3. Dispersion of Single Manager Funds
The final issue is the dispersion of performance among hedge fund strategies. Among equity hedge funds that reported to the HFR database between 2000-2016, the average annual dispersion between the top and bottom decile performers was 40 percent, and has been as high as 80 percent in a single year. This dispersion introduces fund selection risk that is an order of magnitude higher than in most traditional strategies. The same holds true for liquid alt funds.
The first generation of liquid alternatives products solved the “access and liquidity” issues. However, there were far fewer options than among hedge funds themselves, and the fund selection team would typically select a single liquid alternative fund to fill the bucket as shown below.
Selection of a single fund failed to address the dispersion issue in hedge fund strategies. In a performance comparison of 36 equity long/short mutual funds over the past five years, the spread between the top and bottom performer was 154 percent.
Conclusion
Given the issues with Generation One products, Generation Two should satisfy three criteria for allocators:
1. Performance: Match or outperform a hedge fund index — especially no structural underperformance.

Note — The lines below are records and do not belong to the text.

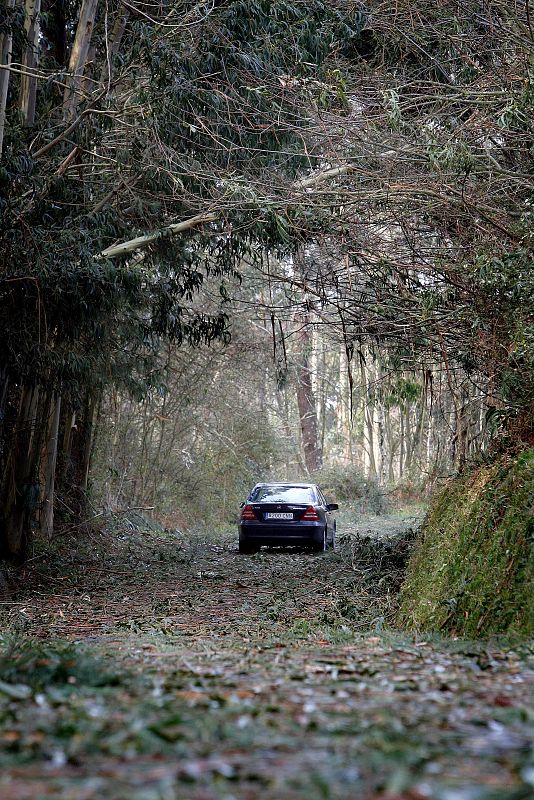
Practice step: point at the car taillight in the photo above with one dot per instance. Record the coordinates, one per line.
(248, 513)
(311, 514)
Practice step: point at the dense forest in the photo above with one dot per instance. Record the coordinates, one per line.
(266, 241)
(228, 246)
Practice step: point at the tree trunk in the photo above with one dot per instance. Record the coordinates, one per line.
(6, 44)
(20, 481)
(306, 399)
(47, 512)
(117, 32)
(78, 56)
(30, 60)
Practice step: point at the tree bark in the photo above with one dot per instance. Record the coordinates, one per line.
(6, 44)
(313, 456)
(30, 60)
(78, 56)
(47, 512)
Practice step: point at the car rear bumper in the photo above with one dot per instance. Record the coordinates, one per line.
(290, 533)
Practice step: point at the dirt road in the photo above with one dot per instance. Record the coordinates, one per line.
(161, 668)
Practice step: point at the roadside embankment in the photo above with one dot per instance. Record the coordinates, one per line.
(472, 571)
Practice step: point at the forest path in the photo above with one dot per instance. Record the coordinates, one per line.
(163, 668)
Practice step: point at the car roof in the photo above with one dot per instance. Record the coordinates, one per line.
(296, 484)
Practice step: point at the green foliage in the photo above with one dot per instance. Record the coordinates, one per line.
(26, 662)
(472, 572)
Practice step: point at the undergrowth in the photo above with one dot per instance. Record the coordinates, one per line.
(472, 572)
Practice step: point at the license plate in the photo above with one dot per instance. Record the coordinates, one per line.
(276, 515)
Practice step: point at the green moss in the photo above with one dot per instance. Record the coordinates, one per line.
(472, 572)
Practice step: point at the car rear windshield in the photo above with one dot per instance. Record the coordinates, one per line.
(283, 494)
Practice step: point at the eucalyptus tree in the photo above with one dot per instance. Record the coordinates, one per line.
(126, 125)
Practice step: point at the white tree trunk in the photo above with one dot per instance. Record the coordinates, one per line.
(30, 60)
(78, 56)
(6, 44)
(47, 514)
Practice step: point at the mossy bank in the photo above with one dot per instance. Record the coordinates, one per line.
(472, 571)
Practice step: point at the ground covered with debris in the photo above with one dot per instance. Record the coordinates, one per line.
(151, 665)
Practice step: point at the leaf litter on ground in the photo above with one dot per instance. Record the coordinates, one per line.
(152, 664)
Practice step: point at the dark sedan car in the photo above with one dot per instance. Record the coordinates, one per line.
(286, 514)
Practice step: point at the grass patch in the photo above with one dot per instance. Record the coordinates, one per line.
(472, 572)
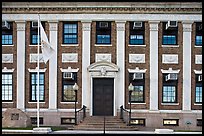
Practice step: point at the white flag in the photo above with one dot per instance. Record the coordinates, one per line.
(47, 50)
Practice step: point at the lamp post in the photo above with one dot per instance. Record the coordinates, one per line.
(75, 88)
(130, 89)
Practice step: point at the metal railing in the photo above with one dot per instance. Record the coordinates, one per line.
(124, 114)
(81, 114)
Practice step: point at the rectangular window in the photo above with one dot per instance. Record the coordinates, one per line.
(67, 121)
(138, 94)
(139, 122)
(103, 32)
(7, 87)
(7, 33)
(34, 33)
(170, 122)
(33, 85)
(198, 37)
(68, 94)
(169, 90)
(169, 35)
(34, 120)
(70, 32)
(137, 33)
(198, 89)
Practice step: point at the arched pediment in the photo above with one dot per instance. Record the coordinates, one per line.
(103, 66)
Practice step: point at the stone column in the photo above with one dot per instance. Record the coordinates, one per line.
(86, 42)
(154, 65)
(187, 28)
(120, 82)
(20, 65)
(53, 25)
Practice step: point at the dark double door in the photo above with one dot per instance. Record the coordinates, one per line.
(103, 96)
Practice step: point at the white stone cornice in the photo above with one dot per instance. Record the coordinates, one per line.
(5, 69)
(170, 70)
(69, 69)
(198, 71)
(137, 70)
(36, 70)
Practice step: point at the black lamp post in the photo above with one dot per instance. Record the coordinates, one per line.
(75, 87)
(130, 88)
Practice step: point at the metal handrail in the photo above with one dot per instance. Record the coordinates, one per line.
(124, 114)
(81, 114)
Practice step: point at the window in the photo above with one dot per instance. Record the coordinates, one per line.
(198, 89)
(198, 37)
(33, 84)
(199, 122)
(68, 94)
(7, 33)
(34, 33)
(7, 87)
(34, 120)
(169, 35)
(103, 32)
(139, 89)
(70, 33)
(137, 33)
(67, 121)
(140, 122)
(170, 122)
(169, 92)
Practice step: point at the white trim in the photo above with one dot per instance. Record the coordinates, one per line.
(198, 71)
(67, 45)
(6, 45)
(170, 46)
(135, 45)
(69, 69)
(103, 45)
(7, 70)
(170, 70)
(137, 70)
(169, 103)
(36, 70)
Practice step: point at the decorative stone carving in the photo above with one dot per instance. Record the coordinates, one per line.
(136, 58)
(170, 59)
(103, 57)
(7, 58)
(198, 59)
(34, 58)
(69, 57)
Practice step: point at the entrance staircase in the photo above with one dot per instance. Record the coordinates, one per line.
(113, 123)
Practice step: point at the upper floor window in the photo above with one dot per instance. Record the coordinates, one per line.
(169, 92)
(7, 87)
(7, 33)
(137, 80)
(198, 37)
(103, 32)
(70, 33)
(170, 33)
(137, 33)
(68, 79)
(34, 85)
(34, 33)
(198, 88)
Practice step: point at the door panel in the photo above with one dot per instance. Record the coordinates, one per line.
(103, 96)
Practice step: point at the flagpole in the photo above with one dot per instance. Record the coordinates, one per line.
(38, 76)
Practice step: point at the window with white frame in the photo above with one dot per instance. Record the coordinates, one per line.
(7, 87)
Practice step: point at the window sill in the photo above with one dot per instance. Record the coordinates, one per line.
(170, 45)
(169, 103)
(69, 44)
(137, 45)
(7, 45)
(103, 44)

2. Cost: Have a low all-in fee structure that is comparable to traditional funds and attractive to fiduciaries.
3. Consistency: Deliver consistent results akin to those of a highly diversified portfolio of alternative managers.
In the second part of this series, we’ll discuss the asset allocation process and where Generation Two fits into this process. Furthermore, we’ll establish why a replication-based approach is especially well-suited to satisfy the needs of allocators within the Generation Two framework.
End Notes
1 The performance of the multimanager mutual funds is an equal-weighted composite and assumes monthly rebalancing.
2 Financial Times: The Hedge Fund Fee Structure Consumes 80% of Alpha
Andrew Beer is Managing Partner and Co-Portfolio Manager, Dynamic Beta at Beachhead Capital Management, a hedge fund replication strategist with more than $500 million under management.